Grab “Blue Moon” because the wordless vocal hook (first appearing at the 0:50 mark) is the album’s most indelible melody and because the minute-long coda is Morning Phase at its most colorful, finally achieving the promise from the colorful cover and title. Spin “Unforgiven” because I quite like the lone drum sound that’s tossed out, punctuating each chorused couplet, and the song (/album) could have used more of those bright ideas and spin “Say Goodbye” for its banjo. Though I’ll never understand the emotional appeal of Sea Change, these are the songs that remind me of that album’s ambitions, you remember, like the Gainsbourg-esque “Paper Tiger,” the crescendoing conclusion of “Lonesome Tears,” the sounds-like-its-title-ness of “Sunday Sun,” etc. And I guess you might as well spin “Morning” while you’re at it because the way Beck emotes the hook (“It’s morning”) is quite effective and it makes up for the inexplicable length of the track (5 minutes?!) and the fact that it otherwise sounds exactly like “The Golden Age” (acoustic guitar + piano + glockenspiels).

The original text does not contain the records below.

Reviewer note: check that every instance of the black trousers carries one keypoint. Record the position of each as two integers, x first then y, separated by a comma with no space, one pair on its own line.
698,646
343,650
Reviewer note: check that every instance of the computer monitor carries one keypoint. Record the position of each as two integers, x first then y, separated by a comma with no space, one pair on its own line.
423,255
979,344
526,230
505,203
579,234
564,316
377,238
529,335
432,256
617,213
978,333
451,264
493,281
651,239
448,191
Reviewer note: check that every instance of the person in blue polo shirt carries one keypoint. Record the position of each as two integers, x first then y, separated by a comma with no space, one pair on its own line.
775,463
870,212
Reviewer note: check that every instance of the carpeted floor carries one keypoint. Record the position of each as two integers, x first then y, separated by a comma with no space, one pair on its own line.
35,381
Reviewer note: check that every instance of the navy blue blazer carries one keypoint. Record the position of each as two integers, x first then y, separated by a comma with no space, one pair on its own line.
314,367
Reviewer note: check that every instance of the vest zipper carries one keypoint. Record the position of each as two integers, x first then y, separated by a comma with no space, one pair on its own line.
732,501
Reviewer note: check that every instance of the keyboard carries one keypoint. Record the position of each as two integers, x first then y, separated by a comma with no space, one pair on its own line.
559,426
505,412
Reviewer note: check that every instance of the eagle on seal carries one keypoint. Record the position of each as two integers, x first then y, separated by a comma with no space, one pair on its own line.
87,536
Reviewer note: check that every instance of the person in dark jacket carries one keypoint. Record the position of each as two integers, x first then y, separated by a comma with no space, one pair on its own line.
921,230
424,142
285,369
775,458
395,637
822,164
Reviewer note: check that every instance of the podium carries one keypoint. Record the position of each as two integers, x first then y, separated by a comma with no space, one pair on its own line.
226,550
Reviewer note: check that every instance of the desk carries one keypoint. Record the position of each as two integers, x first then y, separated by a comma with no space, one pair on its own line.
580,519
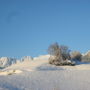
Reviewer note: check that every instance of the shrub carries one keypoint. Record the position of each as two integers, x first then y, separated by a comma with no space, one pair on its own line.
86,58
59,55
76,55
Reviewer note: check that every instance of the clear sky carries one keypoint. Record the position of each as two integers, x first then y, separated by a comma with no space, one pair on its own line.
28,27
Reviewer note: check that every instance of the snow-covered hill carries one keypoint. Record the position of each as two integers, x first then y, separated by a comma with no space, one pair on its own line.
37,74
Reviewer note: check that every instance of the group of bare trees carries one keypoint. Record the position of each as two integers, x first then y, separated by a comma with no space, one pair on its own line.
60,55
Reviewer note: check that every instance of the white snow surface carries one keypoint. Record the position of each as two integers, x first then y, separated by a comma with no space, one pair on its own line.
37,74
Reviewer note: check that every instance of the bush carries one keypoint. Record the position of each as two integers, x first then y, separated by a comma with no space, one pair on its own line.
59,55
76,55
86,58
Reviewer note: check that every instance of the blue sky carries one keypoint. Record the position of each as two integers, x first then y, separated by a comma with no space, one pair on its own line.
28,27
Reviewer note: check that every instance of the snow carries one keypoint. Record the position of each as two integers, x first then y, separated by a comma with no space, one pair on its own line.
37,74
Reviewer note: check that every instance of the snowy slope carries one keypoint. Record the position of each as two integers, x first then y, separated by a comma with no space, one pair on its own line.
37,74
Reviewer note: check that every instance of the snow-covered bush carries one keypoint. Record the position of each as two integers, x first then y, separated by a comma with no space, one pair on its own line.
86,57
59,55
76,55
5,61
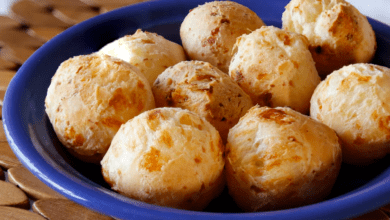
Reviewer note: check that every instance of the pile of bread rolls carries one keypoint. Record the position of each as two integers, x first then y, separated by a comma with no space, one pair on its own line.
240,104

The rest of the album? Like Sea Change, there are a few missteps. Though the choruses of “Don’t Let It Go” have one of the better melodies on the album, its arrangement is a little too cluttered for its own good, so no points for that. Worse than his approximating Nick Drake in Sea Change’s “Round the Bend” is his plagiarism of “The Sounds of Silence” in both the melody and the harmonies on “Turn Away.” The supposed centerpiece, “Wave,” with a string arrangement courtesy of Beck’s dad, is absolute shit and when Beck repeats “Isolation” over the “Pyramid Song”-like bombast around him (I really think the only band that can do Radiohead-like bombast as well as Radiohead is, well, Radiohead), it makes me genuinely wonder if the guy’s ever been depressed because depression doesn’t sound like that. Actually, this song sounds like a parody of people who are genuinely depressed. And question: does his lyrics on this album, which are all rhymes for rhyming’s sake, do anything for anyone?

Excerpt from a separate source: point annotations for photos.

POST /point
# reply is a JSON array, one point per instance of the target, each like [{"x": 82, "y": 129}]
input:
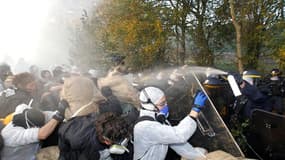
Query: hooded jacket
[
  {"x": 152, "y": 139},
  {"x": 78, "y": 140}
]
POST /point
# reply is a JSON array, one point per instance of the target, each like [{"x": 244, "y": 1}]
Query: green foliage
[
  {"x": 155, "y": 32},
  {"x": 133, "y": 29}
]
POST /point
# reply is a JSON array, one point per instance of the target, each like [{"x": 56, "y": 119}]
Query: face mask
[
  {"x": 162, "y": 115},
  {"x": 165, "y": 111},
  {"x": 119, "y": 148}
]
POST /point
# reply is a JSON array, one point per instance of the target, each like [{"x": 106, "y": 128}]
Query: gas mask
[
  {"x": 163, "y": 114},
  {"x": 119, "y": 148}
]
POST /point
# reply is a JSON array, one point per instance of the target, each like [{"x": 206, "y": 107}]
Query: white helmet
[{"x": 150, "y": 96}]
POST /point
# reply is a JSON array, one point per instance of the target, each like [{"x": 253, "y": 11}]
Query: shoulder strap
[{"x": 144, "y": 118}]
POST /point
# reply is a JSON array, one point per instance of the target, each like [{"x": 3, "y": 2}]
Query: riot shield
[{"x": 212, "y": 133}]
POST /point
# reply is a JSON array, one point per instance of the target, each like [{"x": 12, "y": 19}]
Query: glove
[
  {"x": 237, "y": 77},
  {"x": 165, "y": 111},
  {"x": 162, "y": 115},
  {"x": 199, "y": 101},
  {"x": 59, "y": 114}
]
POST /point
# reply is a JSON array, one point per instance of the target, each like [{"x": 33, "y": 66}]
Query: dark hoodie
[{"x": 77, "y": 139}]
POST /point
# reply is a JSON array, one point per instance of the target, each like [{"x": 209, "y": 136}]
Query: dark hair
[
  {"x": 106, "y": 91},
  {"x": 43, "y": 73},
  {"x": 111, "y": 126},
  {"x": 22, "y": 79},
  {"x": 29, "y": 118}
]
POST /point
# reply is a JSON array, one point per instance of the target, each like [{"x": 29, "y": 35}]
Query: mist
[{"x": 39, "y": 32}]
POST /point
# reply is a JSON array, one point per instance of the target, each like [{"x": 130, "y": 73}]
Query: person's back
[
  {"x": 153, "y": 134},
  {"x": 77, "y": 139}
]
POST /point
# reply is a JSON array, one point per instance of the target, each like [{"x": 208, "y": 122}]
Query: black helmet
[
  {"x": 213, "y": 82},
  {"x": 275, "y": 72},
  {"x": 251, "y": 76}
]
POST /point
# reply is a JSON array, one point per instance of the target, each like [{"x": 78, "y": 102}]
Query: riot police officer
[{"x": 276, "y": 87}]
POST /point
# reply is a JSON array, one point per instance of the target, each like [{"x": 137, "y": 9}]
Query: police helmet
[
  {"x": 275, "y": 72},
  {"x": 251, "y": 76},
  {"x": 149, "y": 96},
  {"x": 212, "y": 82}
]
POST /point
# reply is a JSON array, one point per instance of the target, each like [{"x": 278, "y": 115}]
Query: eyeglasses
[
  {"x": 28, "y": 122},
  {"x": 163, "y": 103}
]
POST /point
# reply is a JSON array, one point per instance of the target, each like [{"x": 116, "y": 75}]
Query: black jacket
[{"x": 77, "y": 139}]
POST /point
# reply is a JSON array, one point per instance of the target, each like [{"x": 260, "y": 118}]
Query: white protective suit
[{"x": 151, "y": 139}]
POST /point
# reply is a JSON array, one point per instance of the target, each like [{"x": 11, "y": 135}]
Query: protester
[
  {"x": 153, "y": 135},
  {"x": 22, "y": 94},
  {"x": 86, "y": 133},
  {"x": 5, "y": 71},
  {"x": 89, "y": 137},
  {"x": 112, "y": 104},
  {"x": 29, "y": 126}
]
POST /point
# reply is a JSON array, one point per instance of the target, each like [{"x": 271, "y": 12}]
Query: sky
[{"x": 37, "y": 30}]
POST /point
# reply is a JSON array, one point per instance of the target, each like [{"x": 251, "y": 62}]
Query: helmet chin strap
[
  {"x": 149, "y": 102},
  {"x": 80, "y": 109}
]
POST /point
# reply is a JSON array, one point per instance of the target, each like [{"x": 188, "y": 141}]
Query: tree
[
  {"x": 238, "y": 36},
  {"x": 134, "y": 29}
]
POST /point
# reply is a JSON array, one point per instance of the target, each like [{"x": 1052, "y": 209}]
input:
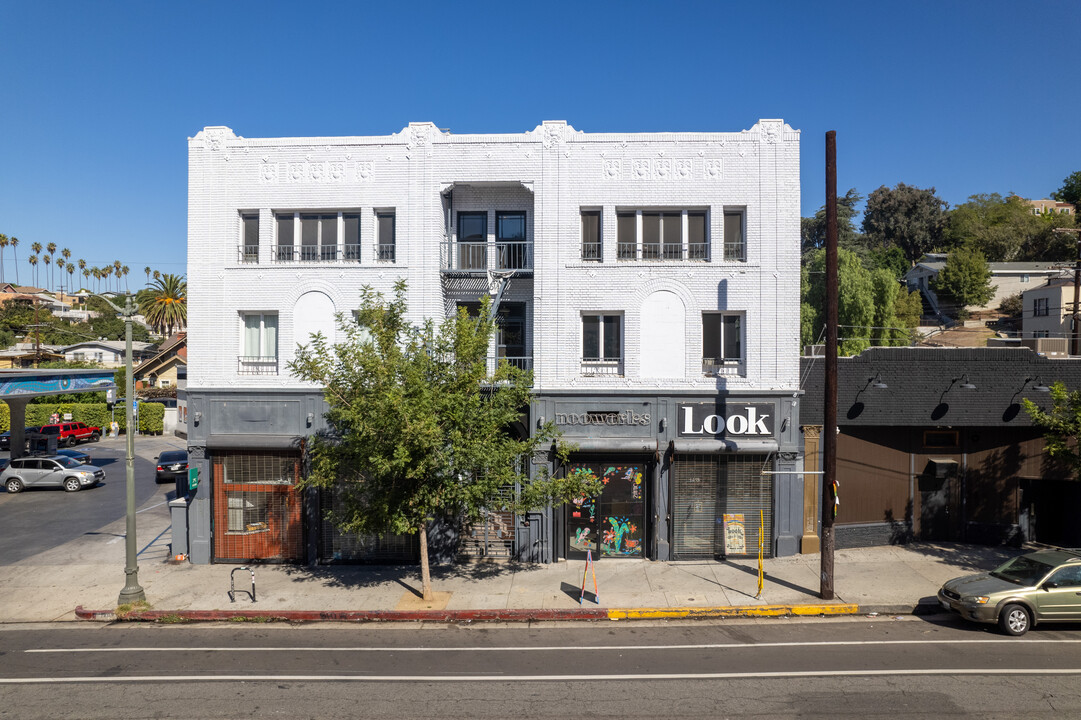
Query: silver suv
[{"x": 52, "y": 471}]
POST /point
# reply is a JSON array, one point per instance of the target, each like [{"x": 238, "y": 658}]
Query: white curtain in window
[{"x": 269, "y": 335}]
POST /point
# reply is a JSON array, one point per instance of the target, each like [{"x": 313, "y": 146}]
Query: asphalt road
[
  {"x": 863, "y": 668},
  {"x": 37, "y": 520}
]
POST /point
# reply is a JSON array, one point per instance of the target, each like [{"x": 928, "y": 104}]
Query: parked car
[
  {"x": 77, "y": 455},
  {"x": 1032, "y": 588},
  {"x": 172, "y": 464},
  {"x": 5, "y": 436},
  {"x": 69, "y": 434},
  {"x": 53, "y": 471}
]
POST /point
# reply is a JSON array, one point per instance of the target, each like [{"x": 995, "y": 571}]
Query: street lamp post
[{"x": 132, "y": 590}]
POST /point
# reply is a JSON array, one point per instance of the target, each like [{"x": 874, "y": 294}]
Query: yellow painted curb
[{"x": 741, "y": 611}]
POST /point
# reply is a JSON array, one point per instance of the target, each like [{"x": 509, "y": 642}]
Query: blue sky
[{"x": 99, "y": 97}]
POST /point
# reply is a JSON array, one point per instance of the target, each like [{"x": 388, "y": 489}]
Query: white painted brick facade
[{"x": 550, "y": 172}]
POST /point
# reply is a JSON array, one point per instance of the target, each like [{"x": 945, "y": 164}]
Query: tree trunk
[{"x": 425, "y": 572}]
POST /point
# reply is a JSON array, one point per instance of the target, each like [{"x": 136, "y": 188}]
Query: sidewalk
[{"x": 89, "y": 573}]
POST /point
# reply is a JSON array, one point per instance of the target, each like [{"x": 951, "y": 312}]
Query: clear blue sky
[{"x": 98, "y": 97}]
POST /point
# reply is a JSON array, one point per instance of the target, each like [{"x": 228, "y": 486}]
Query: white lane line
[
  {"x": 534, "y": 678},
  {"x": 719, "y": 645}
]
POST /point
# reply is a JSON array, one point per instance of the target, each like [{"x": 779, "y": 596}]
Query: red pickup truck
[{"x": 69, "y": 434}]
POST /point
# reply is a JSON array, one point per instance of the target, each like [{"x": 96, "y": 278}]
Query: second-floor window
[
  {"x": 667, "y": 235},
  {"x": 385, "y": 242},
  {"x": 258, "y": 351},
  {"x": 591, "y": 235},
  {"x": 602, "y": 345},
  {"x": 721, "y": 344},
  {"x": 317, "y": 237},
  {"x": 250, "y": 238}
]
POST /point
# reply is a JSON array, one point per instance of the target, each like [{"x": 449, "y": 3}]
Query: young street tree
[
  {"x": 1061, "y": 425},
  {"x": 419, "y": 429},
  {"x": 966, "y": 279}
]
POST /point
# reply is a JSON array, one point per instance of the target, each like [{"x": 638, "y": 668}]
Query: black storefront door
[{"x": 613, "y": 523}]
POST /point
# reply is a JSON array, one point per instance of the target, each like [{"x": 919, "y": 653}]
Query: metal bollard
[{"x": 232, "y": 587}]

Beck’s previous three albums, Guero, The Information and Modern Guilt, weren’t perfect but they could teach Morning Phase a lesson that you don’t need to slow and soft to channel an emotion, you can do so while rocking out as well – recall “Think I’m In Love” and “Chemtrails.” If you want a folk album to put on while hugging your knees in the shower and wondering when it’ll get better, February gave you plenty of other options, like Marissa Nadler’s July and Sun Kil Moon’s Benji, both of which offered better lyrics and better arrangements. All I have left to say about this piece of shit is that an interviewer at nprmusic told Beck that, regarding “Wave,” “You actually sound like God. It has a lot of power” and I almost choked on my almond croissant. Are you fucking kidding me?